Download PDF

Introduction

Markets have long been known to exhibit persistent features over a period of time, through the years they have been described in several different ways: calm and turbulent, bullish and bearish, liquid and illiquid, due to macro conditions, geopolitical events, tech disruption, etc. These terms all refer to qualitative considerations on the current external environment. From a quantitative point of view this premise specifies that markets tend to follow certain statistical properties that persist over a period of days, months or even years, certainly contrasting the traditional model’s views that returns are drawn from a predefined, stable probability distribution. For this reason practitioners increasingly have turned to Hidden Markov Models (HMMs). 

In this article we start by describing the building blocks of HMMs: explaining the use of Markov Chains, defining latent processes underlying an HMM and connecting the theory to actual implementation to build trading strategies.

Markov Chains

In the “finance space”, returns are modeled as random variables drawn from a predefined probability distribution. The objective is not to debate the randomness itself, but to give a structure that governs the likelihood of different states of the world.

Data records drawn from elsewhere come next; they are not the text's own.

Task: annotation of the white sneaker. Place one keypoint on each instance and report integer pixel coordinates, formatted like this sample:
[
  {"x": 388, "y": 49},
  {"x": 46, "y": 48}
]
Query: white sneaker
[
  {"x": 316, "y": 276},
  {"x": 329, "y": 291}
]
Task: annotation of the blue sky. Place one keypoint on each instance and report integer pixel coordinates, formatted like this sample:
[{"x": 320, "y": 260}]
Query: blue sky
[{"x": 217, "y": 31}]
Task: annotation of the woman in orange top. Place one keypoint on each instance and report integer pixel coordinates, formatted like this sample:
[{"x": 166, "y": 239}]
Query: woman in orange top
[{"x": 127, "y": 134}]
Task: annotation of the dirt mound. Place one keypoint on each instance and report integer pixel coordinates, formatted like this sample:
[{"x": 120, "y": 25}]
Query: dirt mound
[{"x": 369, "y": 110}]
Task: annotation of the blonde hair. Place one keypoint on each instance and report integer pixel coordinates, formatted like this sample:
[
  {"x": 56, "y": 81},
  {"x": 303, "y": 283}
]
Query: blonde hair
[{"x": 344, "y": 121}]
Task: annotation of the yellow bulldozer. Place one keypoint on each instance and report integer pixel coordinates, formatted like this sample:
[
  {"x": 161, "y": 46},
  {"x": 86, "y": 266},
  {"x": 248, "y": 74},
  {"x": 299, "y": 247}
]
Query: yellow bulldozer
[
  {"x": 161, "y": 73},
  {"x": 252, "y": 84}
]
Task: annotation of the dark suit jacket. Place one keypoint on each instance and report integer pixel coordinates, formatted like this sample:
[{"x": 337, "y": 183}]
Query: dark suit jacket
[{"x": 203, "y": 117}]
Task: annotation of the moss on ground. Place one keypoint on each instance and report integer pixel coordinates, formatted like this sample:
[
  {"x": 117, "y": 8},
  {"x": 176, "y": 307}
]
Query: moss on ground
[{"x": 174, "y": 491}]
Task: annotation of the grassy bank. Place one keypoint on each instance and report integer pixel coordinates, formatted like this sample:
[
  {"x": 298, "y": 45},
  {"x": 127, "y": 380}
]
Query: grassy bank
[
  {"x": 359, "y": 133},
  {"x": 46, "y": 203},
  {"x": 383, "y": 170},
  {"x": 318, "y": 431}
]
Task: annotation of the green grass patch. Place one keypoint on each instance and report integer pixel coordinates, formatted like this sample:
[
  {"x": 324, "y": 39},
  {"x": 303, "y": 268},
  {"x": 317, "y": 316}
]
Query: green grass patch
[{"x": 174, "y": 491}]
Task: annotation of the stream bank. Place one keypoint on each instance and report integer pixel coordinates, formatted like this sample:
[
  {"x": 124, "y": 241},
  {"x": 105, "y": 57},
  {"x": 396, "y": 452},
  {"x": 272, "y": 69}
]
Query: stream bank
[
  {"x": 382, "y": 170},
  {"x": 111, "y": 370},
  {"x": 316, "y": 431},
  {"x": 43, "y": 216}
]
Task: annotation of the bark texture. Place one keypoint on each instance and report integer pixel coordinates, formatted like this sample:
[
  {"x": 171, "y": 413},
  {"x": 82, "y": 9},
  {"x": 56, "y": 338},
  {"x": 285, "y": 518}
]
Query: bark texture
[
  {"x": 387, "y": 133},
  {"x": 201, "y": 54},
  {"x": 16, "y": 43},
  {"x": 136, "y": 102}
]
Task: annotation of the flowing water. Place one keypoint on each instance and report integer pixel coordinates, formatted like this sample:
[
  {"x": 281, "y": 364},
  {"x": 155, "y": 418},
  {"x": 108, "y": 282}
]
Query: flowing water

For example, if we use the normal distribution  \mathcal{X} \sim \mathcal{N}(\mu, \sigma^2) to describe the different states of the world of NVIDIA’s returns, we would notice that if this were the “true” distribution, every return above or below 4 standard deviations would take thousands of years to observe, while we know this is not the case. This model is not capturing changes in volatility, macro regimes, or other factors that influence the dynamics of the stock return, and by doing so we are underestimating risk in the tails and producing inaccurate estimates of the likelihood of various outcomes.

It is reasonable to think that at every point in time the probability distribution underlying the stock return is going to change; for example if there is high vol, negative returns are far more likely than positive return. Therefore we say that the shape of our distribution is going to be governed by these “latent processes” (vol, trend,etc ), and in order to model these evolving dynamics we rely on Markov Chains.

A Markov chain is a model that describes the probabilities of sequences of random variables, “states”, each of which can take on values from some set. A Markov chain makes a very strong assumption that if we want to predict the future in the sequence, all that matters is the current state. 

Mathematically:  P(X_{t+1} \mid X_t, X_{t-1}, \ldots, X_1) = P(X_{t+1} \mid X_t)

Here is a diagram to better understand the idea of a Markov Chain…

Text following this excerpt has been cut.